I bet if you were to disable L1 and L2 caching, the performance would be completely smooth and predictable. But it would be much slower. Caching really helps performance!

Answer 3

Comment with code: In the -O3 case, with

#include <cstdlib>

extern void transpose(const size_t n, double* a)
{
    for (size_t i = 0; i < n; ++i) {
        for (size_t j = i + 1; j < n; ++j) {
            std::swap(a[i * n + j], a[j * n + i]); // or your expanded version.
        }
    }
}

compiling with

$ g++ --version
g++ (Ubuntu/Linaro 4.8.1-10ubuntu9) 4.8.1
...
$ g++ -g1 -std=c++11 -Wall -o test.S -S test.cpp -O3

I get

_Z9transposemPd:
.LFB68:
    .cfi_startproc
.LBB2:
    testq   %rdi, %rdi
    je  .L1
    leaq    8(,%rdi,8), %r10
    xorl    %r8d, %r8d
.LBB3:
    addq    $1, %r8
    leaq    -8(%r10), %rcx
    cmpq    %rdi, %r8
    leaq    (%rsi,%rcx), %r9
    je  .L1
    .p2align 4,,10
    .p2align 3
.L10:
    movq    %r9, %rdx
    movq    %r8, %rax
    .p2align 4,,10
    .p2align 3
.L5:
.LBB4:
    movsd   (%rdx), %xmm1
    movsd   (%rsi,%rax,8), %xmm0
    movsd   %xmm1, (%rsi,%rax,8)
.LBE4:
    addq    $1, %rax
.LBB5:
    movsd   %xmm0, (%rdx)
    addq    %rcx, %rdx
.LBE5:
    cmpq    %rdi, %rax
    jne .L5
    addq    $1, %r8
    addq    %r10, %r9
    addq    %rcx, %rsi
    cmpq    %rdi, %r8
    jne .L10
.L1:
    rep ret
.LBE3:
.LBE2:
    .cfi_endproc

And something quite different if I add -m32.

(Note: it makes no difference to the assembly whether I use std::swap or your variant)

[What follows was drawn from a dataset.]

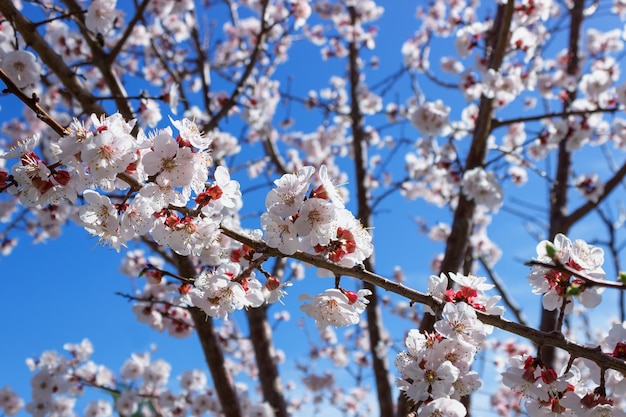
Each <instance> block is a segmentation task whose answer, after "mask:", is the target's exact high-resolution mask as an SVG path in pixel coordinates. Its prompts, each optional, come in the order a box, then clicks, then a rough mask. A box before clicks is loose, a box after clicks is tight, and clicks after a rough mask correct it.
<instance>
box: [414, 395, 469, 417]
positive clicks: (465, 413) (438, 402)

In order to understand what is causing the spikes, though, you probably want to visualize the memory operations going on.

Answer 4

To add to others: g++ -std=c++11 -march=core2 -O3 -c -S - gcc version 4.8.2 (MacPorts gcc48 4.8.2_0) - x86_64-apple-darwin13.0.0 :

__Z9transposemPd:
LFB0:
        testq   %rdi, %rdi
        je      L1
        leaq    8(,%rdi,8), %r10
        xorl    %r8d, %r8d
        leaq    -8(%r10), %rcx
        addq    $1, %r8
        leaq    (%rsi,%rcx), %r9
        cmpq    %rdi, %r8
        je      L1
        .align 4,0x90
L10:
        movq    %r9, %rdx
        movq    %r8, %rax
        .align 4,0x90
L5:
        movsd   (%rdx), %xmm0
        movsd   (%rsi,%rax,8), %xmm1
        movsd   %xmm0, (%rsi,%rax,8)
        addq    $1, %rax
        movsd   %xmm1, (%rdx)
        addq    %rcx, %rdx
        cmpq    %rdi, %rax
        jne     L5
        addq    $1, %r8
        addq    %r10, %r9
        addq    %rcx, %rsi
        cmpq    %rdi, %r8
        jne     L10
L1:
        rep; ret

Basically the same as @ksfone's code, for:

#include <cstddef>

void transpose(const size_t _n, double* _A) {
    for(size_t i=0; i < _n; ++i) {
        for(size_t j=i+1; j < _n; ++j) {
            double tmp  = _A[i*_n+j];
            _A[i*_n+j] = _A[j*_n+i];
            _A[j*_n+i] = tmp;
        }
    }
}

Apart from the Mach-O 'as' differences (extra underscore, align and DWARF locations), it's the same. But very different from the OP's assembly output. A much 'tighter' inner loop.